Republicans remain confident they’ll retake the Senate, but that’s partly because some have defused the issue by endorsing the ballot measures. As recently as January, Alaska Republican challenger Dan Sullivan said, “Raising the minimum wage isn’t an answer” even as his Democratic opponent, Sen. Mark Begich, backed Obama’s proposed federal increase to $10.10. By September, though, Sullivan was telling The Wall Street Journal he would vote for the Alaska increase “because it is a state-driven initiative.” Afterwards, Sullivan, who’d trailed Begich much of the summer, widened his lead by two or three points.

Similarly, in Arkansas, the Republican Senate challenger, Rep. Tom Cotton, was silent on that state’s proposed hike for much of the year before declaring in September that, like his Democratic opponent, Sen. Mark Pryor, he would vote for the Arkansas pay hike. Republican former Rep. Asa Hutchinson, who’s running for Arkansas governor, did the same. In the House, Cotton voted against hiking the federal minimum. Hutchinson previously opposed the ballot measure.

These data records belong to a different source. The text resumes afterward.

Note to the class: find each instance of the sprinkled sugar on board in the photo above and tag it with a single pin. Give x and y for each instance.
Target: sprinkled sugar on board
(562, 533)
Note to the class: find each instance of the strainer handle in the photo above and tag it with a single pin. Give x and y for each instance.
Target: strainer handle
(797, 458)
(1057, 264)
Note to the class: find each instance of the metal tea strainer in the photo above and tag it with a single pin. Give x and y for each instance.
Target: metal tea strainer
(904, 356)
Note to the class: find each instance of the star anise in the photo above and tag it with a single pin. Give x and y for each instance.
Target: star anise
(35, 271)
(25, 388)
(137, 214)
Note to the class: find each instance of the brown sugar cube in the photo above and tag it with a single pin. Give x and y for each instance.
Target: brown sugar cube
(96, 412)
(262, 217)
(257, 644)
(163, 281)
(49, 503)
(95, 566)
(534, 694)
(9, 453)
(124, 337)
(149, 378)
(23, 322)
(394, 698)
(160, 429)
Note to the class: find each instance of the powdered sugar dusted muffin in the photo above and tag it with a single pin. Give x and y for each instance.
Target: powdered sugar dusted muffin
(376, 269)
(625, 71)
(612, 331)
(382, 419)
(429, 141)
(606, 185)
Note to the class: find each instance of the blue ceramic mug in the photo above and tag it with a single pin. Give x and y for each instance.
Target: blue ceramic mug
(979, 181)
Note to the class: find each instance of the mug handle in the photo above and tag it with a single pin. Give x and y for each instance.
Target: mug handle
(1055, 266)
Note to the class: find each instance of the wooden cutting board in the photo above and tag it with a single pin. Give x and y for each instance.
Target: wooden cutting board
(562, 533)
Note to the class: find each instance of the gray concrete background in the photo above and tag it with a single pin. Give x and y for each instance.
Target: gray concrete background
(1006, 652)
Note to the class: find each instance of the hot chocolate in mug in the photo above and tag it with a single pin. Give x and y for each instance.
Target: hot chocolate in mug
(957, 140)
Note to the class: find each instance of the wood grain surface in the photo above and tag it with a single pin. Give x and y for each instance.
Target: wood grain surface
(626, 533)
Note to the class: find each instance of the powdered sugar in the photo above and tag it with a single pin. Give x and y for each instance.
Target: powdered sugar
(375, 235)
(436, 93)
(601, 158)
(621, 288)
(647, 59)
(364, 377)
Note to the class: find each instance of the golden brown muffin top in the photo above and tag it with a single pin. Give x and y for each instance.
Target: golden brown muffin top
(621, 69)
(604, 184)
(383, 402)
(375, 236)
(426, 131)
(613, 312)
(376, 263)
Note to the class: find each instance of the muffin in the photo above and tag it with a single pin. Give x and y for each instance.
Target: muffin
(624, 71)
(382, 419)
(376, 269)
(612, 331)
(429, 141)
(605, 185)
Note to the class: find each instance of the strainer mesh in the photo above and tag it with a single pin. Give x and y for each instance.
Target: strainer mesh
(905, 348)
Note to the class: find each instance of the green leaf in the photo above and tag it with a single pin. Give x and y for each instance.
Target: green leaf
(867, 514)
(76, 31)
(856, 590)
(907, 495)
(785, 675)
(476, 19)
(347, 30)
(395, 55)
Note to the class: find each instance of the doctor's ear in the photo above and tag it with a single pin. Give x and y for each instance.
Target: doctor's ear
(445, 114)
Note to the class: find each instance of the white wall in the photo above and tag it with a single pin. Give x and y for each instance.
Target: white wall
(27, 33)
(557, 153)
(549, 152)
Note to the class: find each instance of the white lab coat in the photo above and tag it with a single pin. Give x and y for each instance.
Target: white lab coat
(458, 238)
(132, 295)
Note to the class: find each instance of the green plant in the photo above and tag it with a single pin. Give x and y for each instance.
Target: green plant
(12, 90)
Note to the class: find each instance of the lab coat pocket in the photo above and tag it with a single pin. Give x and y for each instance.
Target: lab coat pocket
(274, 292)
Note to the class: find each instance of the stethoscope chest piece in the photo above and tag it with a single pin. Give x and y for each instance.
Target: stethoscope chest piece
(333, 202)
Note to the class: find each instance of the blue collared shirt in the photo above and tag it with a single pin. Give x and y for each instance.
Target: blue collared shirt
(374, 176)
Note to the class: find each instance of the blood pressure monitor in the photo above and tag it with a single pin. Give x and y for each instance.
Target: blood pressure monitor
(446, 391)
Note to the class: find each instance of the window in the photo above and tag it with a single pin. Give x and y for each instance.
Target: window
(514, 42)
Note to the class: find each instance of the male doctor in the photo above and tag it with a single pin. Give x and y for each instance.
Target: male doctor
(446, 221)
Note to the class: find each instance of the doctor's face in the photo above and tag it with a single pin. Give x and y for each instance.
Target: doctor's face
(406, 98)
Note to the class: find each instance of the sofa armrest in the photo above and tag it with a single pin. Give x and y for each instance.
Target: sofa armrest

(Full 2014 election results)

Pryor, the rare Democrat who opposes the federal increase, skipped the April Senate vote for a tour of Arkansas tornado damage with the president. Cotton took the lead soon after, and widened it after he endorsed the higher state minimum. Hutchinson consistently polls ahead of his Democratic opponent, former Democratic Rep. Mike Ross.

GOP candidates can’t always make the issue go away by switching sides. Illinois gubernatorial candidate Bruce Rauner, the former chairman of a private-equity firm, started out favoring either eliminating the state’s minimum wage or reducing it from $8.25 to $7.25 (which is what the federal minimum is). Later Rauner said he preferred raising the national minimum (because raising the state minimum might give an advantage to neighboring states with lower minimums) but that he would support raising the state minimum if certain conditions were met.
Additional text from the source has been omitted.